If you don't worry about rownames
then you can do:
df1[!duplicated(rbind(df2, df1))[-seq_len(nrow(df2))], ]
# c1 c2
# 1 a 1
# 2 b 2
Edit: A data.table
solution:
dt1 <- data.table(df1, key="c1")
dt2 <- data.table(df2)
dt1[!dt2]
or better one-liner (from v1.9.6+):
setDT(df1)[!df2, on="c1"]
This returns all rows in df1
where df2$c1
doesn't have a match with df1$c1
.
I prefer sqldf
package:
require(sqldf)
sqldf("select * from df1 except select * from df2")
## c1 c2
## 1 a 1
## 2 b 2
You can create identifier columnas then subset:
e.g.
df1 <- data.frame(c1=c("a","b","c","d"),c2=c(1,2,3,4), indf1 = rep("Y",4) )

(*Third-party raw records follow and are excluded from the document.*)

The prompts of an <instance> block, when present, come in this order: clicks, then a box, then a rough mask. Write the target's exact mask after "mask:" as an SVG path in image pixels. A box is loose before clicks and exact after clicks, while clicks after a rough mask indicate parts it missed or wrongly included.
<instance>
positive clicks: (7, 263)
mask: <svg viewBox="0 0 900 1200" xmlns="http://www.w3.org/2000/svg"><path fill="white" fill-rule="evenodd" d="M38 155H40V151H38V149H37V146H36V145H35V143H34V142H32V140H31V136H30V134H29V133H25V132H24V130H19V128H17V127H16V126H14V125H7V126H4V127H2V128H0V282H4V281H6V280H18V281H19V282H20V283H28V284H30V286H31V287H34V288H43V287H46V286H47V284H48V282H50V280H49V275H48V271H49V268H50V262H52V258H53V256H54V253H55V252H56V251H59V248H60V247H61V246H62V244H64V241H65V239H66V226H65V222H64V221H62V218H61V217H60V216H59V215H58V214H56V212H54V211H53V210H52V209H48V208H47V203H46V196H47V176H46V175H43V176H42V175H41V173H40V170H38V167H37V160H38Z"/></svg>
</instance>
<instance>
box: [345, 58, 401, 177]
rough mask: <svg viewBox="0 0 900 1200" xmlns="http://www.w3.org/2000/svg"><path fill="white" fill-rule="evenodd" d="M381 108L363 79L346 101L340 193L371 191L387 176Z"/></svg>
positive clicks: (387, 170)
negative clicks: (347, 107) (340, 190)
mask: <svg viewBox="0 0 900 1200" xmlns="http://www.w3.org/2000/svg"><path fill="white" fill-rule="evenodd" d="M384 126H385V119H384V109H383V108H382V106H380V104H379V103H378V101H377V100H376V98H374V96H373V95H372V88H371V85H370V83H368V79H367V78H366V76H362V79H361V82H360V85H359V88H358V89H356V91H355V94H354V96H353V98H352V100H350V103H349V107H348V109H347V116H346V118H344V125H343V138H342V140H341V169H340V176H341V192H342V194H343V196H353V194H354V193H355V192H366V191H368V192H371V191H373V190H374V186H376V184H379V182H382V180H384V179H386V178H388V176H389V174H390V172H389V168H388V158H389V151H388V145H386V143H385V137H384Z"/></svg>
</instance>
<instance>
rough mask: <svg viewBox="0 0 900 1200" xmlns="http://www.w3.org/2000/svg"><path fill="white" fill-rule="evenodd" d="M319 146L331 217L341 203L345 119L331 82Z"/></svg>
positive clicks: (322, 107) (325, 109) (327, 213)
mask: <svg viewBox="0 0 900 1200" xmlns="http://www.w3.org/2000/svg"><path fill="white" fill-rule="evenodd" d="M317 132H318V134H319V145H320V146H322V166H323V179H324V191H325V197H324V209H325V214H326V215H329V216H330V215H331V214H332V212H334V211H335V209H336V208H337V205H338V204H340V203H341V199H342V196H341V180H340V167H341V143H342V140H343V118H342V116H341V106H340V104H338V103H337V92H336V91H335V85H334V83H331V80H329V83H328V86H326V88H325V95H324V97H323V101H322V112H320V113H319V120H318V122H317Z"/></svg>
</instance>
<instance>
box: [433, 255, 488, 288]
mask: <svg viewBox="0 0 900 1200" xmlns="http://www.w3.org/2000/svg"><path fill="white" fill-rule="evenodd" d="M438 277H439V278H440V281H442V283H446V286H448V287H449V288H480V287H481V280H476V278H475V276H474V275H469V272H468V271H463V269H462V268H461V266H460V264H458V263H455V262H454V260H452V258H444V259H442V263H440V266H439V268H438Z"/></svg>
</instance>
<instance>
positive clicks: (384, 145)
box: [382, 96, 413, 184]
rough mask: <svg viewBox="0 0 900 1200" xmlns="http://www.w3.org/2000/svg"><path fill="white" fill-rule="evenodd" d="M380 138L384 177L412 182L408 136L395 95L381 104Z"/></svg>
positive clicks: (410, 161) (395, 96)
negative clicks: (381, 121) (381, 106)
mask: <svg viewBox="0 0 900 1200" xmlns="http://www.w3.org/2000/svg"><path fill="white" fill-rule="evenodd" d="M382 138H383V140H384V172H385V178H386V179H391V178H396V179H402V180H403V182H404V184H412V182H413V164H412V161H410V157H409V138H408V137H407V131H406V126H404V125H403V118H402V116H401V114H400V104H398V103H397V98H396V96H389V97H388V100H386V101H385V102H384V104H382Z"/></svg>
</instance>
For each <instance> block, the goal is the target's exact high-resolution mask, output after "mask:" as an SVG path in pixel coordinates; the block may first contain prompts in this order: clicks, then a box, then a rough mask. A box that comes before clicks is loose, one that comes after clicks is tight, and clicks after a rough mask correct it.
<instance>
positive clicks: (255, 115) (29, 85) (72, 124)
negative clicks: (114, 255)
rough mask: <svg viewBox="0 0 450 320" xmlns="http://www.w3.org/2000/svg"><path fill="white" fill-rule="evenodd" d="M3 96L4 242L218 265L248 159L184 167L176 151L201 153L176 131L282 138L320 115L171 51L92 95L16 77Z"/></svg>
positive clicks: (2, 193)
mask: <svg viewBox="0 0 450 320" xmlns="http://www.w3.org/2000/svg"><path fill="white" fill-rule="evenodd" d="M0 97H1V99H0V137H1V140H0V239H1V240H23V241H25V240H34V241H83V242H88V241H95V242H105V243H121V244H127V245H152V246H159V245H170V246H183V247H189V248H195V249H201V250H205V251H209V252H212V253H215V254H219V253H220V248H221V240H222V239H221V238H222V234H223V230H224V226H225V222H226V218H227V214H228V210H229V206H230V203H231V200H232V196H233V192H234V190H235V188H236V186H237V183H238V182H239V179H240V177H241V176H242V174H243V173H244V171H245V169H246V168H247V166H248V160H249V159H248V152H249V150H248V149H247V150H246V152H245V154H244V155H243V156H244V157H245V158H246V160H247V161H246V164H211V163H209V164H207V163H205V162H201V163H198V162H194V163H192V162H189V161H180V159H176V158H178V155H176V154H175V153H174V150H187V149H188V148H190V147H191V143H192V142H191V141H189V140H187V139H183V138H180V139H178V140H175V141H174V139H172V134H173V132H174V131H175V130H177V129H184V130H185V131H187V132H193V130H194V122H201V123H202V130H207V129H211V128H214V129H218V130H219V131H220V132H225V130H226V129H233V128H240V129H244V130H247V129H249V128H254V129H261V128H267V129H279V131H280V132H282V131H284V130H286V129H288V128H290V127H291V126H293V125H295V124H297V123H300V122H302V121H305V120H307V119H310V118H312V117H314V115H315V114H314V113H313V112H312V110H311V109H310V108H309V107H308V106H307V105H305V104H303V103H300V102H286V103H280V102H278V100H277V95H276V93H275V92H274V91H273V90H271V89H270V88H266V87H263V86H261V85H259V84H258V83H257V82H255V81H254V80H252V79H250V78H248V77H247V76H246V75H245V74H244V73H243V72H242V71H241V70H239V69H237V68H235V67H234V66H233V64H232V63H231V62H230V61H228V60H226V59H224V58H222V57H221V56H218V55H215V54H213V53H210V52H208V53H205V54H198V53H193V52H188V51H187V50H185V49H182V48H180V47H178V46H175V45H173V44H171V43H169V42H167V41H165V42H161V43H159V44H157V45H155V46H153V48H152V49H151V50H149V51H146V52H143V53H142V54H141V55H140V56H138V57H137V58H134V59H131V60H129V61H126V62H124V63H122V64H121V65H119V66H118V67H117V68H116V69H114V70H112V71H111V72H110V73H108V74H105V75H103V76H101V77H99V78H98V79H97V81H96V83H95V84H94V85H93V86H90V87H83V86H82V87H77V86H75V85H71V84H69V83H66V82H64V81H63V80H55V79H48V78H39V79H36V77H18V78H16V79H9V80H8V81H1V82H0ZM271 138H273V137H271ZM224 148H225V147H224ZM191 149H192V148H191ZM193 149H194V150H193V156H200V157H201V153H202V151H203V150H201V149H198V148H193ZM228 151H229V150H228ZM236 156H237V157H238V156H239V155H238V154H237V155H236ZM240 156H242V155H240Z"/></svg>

df2 <- data.frame(c1=c("c","d","e","f"),c2=c(3,4,5,6),indf2 = rep("Y",4) )
merge(df1,df2)
# c1 c2 indf1 indf2
#1 c 3 Y Y
#2 d 4 Y Y
bigdf <- merge(df1,df2,all=TRUE)
# c1 c2 indf1 indf2
#1 a 1 Y <NA>
#2 b 2 Y <NA>
#3 c 3 Y Y
#4 d 4 Y Y
#5 e 5 <NA> Y
#6 f 6 <NA> Y
Then subset how you wish:
bigdf[is.na(bigdf$indf1) ,]
# c1 c2 indf1 indf2
#5 e 5 <NA> Y
#6 f 6 <NA> Y
bigdf[is.na(bigdf$indf2) ,] #<- output you requested those not in df2
# c1 c2 indf1 indf2
#1 a 1 Y <NA>
#2 b 2 Y <NA>